L’Arabie Saoudite détient des titres de dette publique de plusieurs États, dont ceux des États-Unis et de la France. La menace, adressée aux ministres des Finances du G7, consisterait en la vente de ces titres, ce qui pourrait avoir des répercussions spéculatives pour les pays concernés. L’intention de Riyad, selon divers médias, est d’empêcher l’UE d’utiliser les bénéfices générés par les avoirs de la Banque centrale russe gelés dans les institutions européennes. Ces actifs s’élèveraient à 280 milliards d’euros, et généreraient des bénéfices pouvant atteindre 5 milliards d’euros par an. Bruxelles, en accord avec le G7, a décidé d’utiliser ces bénéfices pour soutenir Kiev.
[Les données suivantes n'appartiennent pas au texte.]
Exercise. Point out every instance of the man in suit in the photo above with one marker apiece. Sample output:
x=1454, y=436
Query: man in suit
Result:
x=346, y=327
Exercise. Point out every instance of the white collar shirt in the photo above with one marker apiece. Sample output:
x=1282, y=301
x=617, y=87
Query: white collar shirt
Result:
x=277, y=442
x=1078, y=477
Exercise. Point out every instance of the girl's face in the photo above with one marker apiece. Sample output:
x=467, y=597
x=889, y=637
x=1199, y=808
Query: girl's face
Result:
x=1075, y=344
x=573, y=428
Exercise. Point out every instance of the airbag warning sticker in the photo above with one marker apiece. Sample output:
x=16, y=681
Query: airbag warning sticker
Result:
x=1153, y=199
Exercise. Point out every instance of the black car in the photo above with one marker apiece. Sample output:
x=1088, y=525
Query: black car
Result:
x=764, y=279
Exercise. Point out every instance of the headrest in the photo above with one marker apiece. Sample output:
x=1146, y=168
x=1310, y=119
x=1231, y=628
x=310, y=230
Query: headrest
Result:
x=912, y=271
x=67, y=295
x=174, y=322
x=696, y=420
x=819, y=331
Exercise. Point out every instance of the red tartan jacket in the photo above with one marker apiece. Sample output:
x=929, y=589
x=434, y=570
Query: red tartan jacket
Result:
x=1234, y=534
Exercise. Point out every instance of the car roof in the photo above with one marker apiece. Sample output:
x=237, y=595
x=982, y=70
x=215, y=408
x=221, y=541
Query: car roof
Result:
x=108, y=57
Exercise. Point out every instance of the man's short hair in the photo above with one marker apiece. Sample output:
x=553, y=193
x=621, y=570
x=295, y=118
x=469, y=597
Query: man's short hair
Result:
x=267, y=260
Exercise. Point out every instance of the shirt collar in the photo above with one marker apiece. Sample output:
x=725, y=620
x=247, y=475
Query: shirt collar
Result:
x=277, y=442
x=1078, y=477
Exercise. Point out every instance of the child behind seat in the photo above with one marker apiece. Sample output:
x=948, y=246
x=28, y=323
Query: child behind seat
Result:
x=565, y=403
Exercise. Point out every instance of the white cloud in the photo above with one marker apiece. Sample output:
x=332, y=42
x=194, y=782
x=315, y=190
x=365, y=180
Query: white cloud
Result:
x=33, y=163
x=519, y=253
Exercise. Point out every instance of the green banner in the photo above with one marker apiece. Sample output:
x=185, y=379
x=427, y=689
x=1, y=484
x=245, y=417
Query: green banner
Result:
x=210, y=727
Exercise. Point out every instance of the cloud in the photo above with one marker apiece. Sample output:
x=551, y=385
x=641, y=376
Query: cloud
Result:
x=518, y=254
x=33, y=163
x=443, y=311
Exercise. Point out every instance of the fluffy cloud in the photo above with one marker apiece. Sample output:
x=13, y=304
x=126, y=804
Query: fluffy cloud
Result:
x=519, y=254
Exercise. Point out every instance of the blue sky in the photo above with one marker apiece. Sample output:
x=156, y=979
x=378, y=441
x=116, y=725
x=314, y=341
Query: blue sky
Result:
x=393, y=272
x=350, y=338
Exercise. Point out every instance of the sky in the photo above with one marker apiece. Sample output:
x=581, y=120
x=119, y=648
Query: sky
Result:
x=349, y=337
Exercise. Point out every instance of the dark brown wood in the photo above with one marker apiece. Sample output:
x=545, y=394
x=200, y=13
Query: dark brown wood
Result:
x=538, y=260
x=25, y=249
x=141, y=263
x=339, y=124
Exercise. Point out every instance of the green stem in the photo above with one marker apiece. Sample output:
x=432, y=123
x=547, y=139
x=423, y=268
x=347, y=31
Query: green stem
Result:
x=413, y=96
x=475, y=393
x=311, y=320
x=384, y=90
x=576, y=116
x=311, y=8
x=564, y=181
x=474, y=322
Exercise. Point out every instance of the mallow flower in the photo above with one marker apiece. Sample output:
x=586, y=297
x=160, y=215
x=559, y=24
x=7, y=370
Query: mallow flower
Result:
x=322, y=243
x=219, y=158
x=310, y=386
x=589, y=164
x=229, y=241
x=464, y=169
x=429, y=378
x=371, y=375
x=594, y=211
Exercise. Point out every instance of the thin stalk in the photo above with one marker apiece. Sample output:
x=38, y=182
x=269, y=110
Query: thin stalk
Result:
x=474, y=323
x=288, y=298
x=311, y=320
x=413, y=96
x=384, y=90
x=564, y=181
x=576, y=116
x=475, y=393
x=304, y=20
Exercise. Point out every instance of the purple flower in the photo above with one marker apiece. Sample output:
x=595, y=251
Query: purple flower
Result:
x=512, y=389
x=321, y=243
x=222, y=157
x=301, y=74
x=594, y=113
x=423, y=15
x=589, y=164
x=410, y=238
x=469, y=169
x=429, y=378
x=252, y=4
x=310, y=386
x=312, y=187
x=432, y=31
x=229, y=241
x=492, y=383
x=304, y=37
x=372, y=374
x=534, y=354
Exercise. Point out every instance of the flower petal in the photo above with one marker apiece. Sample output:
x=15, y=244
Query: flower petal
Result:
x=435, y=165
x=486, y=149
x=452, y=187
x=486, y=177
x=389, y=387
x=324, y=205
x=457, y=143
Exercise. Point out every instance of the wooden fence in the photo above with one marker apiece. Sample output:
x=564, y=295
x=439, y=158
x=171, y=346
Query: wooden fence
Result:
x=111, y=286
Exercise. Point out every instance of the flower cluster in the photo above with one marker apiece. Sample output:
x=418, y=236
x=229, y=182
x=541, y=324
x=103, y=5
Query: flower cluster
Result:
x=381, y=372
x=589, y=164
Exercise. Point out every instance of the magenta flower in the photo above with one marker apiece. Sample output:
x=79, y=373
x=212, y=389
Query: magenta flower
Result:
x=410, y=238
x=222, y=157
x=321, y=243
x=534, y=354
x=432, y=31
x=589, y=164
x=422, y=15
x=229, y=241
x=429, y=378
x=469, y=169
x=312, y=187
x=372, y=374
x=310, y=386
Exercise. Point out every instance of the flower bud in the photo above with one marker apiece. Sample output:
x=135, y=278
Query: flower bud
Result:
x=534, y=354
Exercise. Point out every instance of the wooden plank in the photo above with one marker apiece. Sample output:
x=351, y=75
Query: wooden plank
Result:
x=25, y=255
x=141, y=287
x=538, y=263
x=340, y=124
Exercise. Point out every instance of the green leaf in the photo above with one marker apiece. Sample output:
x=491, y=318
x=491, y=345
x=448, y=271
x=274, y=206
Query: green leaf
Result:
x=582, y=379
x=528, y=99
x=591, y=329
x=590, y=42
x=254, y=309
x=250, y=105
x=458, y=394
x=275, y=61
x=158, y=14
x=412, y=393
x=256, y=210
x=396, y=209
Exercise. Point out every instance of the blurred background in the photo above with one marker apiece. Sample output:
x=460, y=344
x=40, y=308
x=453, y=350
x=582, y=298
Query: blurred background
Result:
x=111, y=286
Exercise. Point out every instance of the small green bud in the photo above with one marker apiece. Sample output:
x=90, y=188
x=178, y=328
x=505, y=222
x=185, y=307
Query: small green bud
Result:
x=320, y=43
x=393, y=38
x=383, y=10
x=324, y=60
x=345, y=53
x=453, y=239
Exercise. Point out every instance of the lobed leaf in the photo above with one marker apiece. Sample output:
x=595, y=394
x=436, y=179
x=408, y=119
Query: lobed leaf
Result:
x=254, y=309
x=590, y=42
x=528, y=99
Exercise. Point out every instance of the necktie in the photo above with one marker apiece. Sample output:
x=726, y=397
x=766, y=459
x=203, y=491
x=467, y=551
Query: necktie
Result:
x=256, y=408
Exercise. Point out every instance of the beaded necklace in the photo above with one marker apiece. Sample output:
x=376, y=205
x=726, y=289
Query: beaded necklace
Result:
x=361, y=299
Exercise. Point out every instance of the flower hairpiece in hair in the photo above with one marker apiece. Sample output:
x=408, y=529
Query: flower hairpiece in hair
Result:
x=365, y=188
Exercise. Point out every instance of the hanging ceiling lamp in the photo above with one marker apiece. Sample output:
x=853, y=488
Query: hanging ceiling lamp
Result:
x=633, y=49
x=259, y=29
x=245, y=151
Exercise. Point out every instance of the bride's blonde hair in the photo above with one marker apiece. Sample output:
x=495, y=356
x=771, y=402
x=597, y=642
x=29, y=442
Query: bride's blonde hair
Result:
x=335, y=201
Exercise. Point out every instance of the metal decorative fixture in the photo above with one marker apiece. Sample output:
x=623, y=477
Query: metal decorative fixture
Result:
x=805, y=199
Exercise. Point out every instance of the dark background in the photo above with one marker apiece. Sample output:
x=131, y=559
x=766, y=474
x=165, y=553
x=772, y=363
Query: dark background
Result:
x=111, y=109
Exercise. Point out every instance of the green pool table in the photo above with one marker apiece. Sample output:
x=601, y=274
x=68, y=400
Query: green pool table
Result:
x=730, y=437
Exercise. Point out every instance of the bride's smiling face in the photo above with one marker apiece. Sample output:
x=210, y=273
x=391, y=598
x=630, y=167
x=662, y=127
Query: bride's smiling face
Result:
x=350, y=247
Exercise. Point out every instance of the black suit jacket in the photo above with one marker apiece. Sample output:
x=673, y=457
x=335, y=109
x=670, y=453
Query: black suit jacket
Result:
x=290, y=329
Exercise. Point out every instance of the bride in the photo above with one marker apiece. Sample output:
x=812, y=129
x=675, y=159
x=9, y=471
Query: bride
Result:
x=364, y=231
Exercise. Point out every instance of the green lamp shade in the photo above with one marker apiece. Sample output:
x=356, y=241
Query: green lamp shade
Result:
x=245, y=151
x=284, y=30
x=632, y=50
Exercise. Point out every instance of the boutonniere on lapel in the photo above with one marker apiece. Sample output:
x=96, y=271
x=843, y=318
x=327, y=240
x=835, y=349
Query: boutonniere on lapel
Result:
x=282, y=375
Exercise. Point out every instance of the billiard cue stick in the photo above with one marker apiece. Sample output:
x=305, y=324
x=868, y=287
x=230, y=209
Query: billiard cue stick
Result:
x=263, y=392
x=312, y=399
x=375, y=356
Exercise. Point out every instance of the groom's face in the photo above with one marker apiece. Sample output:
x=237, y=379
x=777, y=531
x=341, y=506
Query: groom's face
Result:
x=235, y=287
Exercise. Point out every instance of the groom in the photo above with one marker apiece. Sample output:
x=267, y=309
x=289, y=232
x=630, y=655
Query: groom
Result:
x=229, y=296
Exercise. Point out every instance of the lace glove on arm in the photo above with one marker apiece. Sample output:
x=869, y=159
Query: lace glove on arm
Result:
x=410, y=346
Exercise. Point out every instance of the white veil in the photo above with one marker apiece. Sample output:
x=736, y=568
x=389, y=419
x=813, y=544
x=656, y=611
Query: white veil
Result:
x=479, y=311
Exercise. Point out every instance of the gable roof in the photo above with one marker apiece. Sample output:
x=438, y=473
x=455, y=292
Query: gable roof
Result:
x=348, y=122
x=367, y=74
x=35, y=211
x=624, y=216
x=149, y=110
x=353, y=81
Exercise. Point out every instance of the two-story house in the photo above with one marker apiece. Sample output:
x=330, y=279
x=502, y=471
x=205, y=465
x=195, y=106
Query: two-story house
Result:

La pression non seulement de Riyad mais aussi de la Chine viendrait au secours de Moscou. Selon Bloomberg, plutôt que la solidarité avec la Russie (dont les relations sont cimentées par leur appartenance commune au club des pays exportateurs de pétrole), ce qui émeut l’Arabie Saoudite, c’est la crainte que l’Occident puisse un jour utiliser la même arme dans la comparaison des actifs saoudiens. à l’étranger.